No shared view of the product. Since everyone is working on a long feature branch of their own, there is no consensus view of the state of the product. Managers can’t look at it and get a feeling for what is going on. Features get no “free” QA testing from other developers, because only the developer working on that branch will see them. It is only when everything is integrated (in a scramble, just before the release) that the true status of the product is known.
Product history is a mess. Trying to follow the code history through multiple merged branches is close to impossible.
Code review happens through a small window. When reviewing a PR you only look at the fraction of the code that just changed. Thus you tend to mostly notice small issues — formatting, variable naming, the occasional off-by-one error. It’s more important to review how systems fit together, if the granularity of the API is right, if the fundamental data structures are sound, etc. So system reviews are more valuable than reviews of individual PR.
PR commentary is lost.
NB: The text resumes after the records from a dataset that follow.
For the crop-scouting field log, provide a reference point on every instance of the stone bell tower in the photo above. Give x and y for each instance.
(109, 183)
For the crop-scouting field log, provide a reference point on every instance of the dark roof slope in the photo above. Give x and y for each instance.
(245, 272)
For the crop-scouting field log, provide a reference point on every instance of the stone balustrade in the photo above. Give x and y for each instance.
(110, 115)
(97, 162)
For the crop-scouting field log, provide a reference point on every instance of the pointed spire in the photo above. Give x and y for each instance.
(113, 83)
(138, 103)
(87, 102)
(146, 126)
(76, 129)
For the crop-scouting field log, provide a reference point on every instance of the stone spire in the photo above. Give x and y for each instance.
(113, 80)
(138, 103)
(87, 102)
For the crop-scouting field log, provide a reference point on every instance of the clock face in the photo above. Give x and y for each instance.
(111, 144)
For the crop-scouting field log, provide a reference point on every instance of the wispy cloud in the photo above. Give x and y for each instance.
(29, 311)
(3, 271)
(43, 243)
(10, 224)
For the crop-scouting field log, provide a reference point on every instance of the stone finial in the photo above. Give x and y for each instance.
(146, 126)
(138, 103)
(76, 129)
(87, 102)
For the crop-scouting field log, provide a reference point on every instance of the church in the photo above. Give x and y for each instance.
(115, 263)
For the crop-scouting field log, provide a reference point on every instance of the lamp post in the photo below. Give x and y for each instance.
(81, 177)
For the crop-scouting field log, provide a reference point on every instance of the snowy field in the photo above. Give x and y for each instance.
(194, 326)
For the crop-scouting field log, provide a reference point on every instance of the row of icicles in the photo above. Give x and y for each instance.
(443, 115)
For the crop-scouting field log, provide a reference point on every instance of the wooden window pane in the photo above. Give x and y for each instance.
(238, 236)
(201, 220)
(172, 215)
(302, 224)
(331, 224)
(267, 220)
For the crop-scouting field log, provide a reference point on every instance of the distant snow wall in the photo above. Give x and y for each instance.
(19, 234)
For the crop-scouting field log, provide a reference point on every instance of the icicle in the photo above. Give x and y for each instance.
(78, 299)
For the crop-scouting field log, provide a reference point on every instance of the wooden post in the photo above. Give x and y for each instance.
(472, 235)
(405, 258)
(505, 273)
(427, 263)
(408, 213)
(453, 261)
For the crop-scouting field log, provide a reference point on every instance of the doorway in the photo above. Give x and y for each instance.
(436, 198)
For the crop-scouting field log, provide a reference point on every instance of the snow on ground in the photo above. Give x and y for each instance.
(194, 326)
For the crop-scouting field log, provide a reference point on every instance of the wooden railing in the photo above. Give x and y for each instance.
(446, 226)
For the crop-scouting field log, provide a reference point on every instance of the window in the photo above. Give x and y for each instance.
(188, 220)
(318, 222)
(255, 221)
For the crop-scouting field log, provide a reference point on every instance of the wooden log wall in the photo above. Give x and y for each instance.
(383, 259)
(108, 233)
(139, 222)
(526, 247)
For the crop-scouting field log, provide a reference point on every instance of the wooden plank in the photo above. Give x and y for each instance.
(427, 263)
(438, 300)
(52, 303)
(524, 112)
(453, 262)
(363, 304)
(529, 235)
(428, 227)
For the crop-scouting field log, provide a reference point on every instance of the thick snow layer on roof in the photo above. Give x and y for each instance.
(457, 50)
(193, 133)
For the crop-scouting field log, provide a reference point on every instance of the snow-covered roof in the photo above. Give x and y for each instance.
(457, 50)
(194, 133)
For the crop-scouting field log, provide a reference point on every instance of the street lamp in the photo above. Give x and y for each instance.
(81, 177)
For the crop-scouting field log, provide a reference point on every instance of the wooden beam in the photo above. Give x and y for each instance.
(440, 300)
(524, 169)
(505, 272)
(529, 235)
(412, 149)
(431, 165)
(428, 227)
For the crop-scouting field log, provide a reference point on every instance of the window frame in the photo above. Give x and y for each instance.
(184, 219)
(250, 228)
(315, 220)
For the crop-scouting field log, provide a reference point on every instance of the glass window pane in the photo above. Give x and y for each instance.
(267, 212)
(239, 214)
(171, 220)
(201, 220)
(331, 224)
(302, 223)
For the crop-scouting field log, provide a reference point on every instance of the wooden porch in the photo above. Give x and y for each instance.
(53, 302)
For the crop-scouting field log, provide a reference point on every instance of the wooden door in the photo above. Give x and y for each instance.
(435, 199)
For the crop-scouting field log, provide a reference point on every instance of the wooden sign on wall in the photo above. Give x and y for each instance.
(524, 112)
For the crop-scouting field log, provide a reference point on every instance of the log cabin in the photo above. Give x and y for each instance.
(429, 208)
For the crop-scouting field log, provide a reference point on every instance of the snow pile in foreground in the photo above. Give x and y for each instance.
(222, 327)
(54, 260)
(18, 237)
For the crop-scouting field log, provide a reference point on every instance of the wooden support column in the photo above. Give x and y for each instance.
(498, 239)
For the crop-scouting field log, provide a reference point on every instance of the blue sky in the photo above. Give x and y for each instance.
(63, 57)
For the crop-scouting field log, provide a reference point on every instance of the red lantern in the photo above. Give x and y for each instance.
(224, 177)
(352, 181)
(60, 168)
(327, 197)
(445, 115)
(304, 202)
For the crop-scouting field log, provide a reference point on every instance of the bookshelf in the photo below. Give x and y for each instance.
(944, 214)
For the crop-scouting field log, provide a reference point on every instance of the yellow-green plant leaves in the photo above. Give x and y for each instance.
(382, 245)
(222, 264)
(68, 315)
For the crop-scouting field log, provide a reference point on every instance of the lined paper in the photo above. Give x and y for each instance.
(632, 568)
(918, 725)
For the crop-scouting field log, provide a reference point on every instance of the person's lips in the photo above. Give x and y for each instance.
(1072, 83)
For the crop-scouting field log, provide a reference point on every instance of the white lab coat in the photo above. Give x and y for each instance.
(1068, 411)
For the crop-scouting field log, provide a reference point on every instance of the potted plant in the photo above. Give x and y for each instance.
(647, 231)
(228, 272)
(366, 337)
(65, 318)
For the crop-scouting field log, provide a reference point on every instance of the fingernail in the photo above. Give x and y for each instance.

The discussion that happens in a PR about the choice of a particular solution, potential performance problems, etc, tends to be lost after the PR is gone. At least, nobody I know goes through old PRs digging for information. Some of this discussion can be very valuable and it would be good to capture it for future reference.
The replacement model we use in Our Machinery instead works as follows:
- Everybody works against the trunk. ****Everybody sees the same code, everybody knows the current status of the project. Problems will be found quickly.
- Work is done in small units and pushed to the trunk frequently. At least once a day.
- Big work is divided up into smaller, individual chunks that can be pushed separately.
- Big changes (e.g., switching to a new sound system) are made through feature flags. I.e., the new system is developed in parallel with the old one with a flag saying which system should be used. This allows the new system to be tested before it’s feature complete.
- Branches can be used locally, as a convenient undo/redo mechanism for the entire project, but they only live until the work is pushed.
- When we push, each push is merged into a single commit that is rebased on the trunk head. Thus, the project history is linear and easy to search.
- The commit message is very descriptive. Typically, everything that you would normally write to describe your changes if you were making a PR instead goes into the commit message, so that it is properly saved in the project history.
- No code review needs to be passed before pushing to trunk. It is the responsibility of the developer to write good code.
- Pushed commits are put on a stream so they can be reviewed (after push) by anyone who wants to. We actually use GitHub’s pull request system for this, since it is a convenient code commenting system, but any messaging/forum system could be used.
- Problems discovered during such reviews are fixed with a later commit. In fact, the reviewer can fix it immediately if the fix is trivial. Serious problems might require a revert.
- When a system is done, a complete code review of it is done to verify the implementation and spread knowledge. It is probably a good idea to schedule additional system reviews as a regular part of maintenance too.
The whole idea is to get back to a more agile workflow, where problems are discovered and fixed quickly; where developers are trusted and responsible, and all working towards the same goal; and where the product quality is consistent and reliable and not ebbing and flowing in release/fix cycles.
So far, it seems to be going well and I like it a lot, but we are still a small shop. It will be interesting to see how it works with more developers with a varying range of experience.